The FNRS is the funding body for fundamental and strategic research in the Wallonia-Brussels Federation. It employs just under 2,000 researchers at different career stages. The starting level is that of doctorates: a 4-year scholarship, granted to carry out a thesis.

– Out of 1,000 PhD students funded at this level each year, about 47% are women. This percentage has remained fairly stable over the past few years. But even here, in research, they represent only 28% of doctorates in science, technology, engineering and mathematics (exact sciences, chemistry, materials, etc.). In the engineering sciences their proportion is even lower: about 12%. On the contrary, PhD students in human and social sciences represent 59%; in life and health sciences they are 54%.

– The next level is that of research officers. Currently there are 360 ​​in the Federation. These are 3-year postdoctoral mandates for young thesis holders. In this phase, there is a decrease in female representation, which falls to around 42%. And in the exact and natural sciences (STEM), they are only 21%. Here too the contrast is great with the presence of women for these mandates in the life sciences (62%) and in the human and social sciences (56%).

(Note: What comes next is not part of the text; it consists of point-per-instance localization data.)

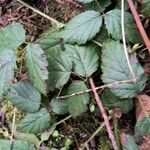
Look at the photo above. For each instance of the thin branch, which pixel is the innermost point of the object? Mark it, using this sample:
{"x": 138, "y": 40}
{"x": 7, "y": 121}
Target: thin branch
{"x": 139, "y": 24}
{"x": 104, "y": 115}
{"x": 115, "y": 84}
{"x": 13, "y": 125}
{"x": 57, "y": 23}
{"x": 124, "y": 41}
{"x": 61, "y": 121}
{"x": 94, "y": 134}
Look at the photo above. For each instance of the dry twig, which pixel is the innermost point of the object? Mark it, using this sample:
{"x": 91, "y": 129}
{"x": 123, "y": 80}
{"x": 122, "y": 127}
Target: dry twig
{"x": 104, "y": 115}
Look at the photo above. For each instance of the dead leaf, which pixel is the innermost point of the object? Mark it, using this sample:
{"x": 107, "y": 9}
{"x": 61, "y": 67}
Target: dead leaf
{"x": 142, "y": 106}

– The FNRS also funds permanent research positions. Female skimming continues at this level: only one third of women and only 19% in the STEM field. This proportion also decreases as the career progresses. This is called the “leaking pipe” principle or, if a more classy image is preferred, the “evaporation” of women as their careers advance. We are losing them more and more and university professorships are mostly held by men.

gender education

The causes of this shortage of women in the exact sciences are undoubtedly multiple. But gender education and socialization cannot be neglected. Even today, while many parents try not to instill roles in their children based on sex or gender, society carries stereotypes. Tania Van Hemelryck, UCLouvain Rector Advisor for Gender Issues and member of the Academy of Research and Higher Education (ARES) Women and Science Committee, believes that “it induces from childhood the bond that exists between women and everything related to education, to “care” (care), while men are more inclined towards subjects where there is action, will. And so, this already induces a form of specialization. The paradigm is built in germ around this duality. There really is this socialization of gender, around childhood, through games, around school.

The blow of geometry

An example of this internalization from childhood? An experiment, which consists in presenting a geometry test to two groups (a group of boys, a group of girls). When girls are told it’s a geometry test, they do a lot less good than if they’re told it’s a drawing exercise. It is the fact of presenting the exercise in connection with mathematics and the hard sciences that induces in them a loss of confidence and possible ability.

What to do ?

Once these observations are made, what actions should be taken? For Véronique Halloin, “we need to start from primary and secondary school: promote the spread of science among young people and especially girls aged 12 to 15, spread science, communicate their impact in everyday life and break the myth that boys would excel in math and science, while girls do better in other subjects. The OECD PISA surveys show that this is indeed a myth. It is also necessary to continue the hunt for stereotypes about professions. We need to inform about the varied and rewarding career prospects and promote female role models so that girls can identify with female scientific profiles.. “

Campaigns are regularly organized to attract girls to careers in digital or exact sciences. Sometimes they escape the point, like the one launched 10 years ago by the European Commission, and entitled Science is a girl thing (” Science is a girl business “), removed from Youtube because it itself conveyed gender stereotypes.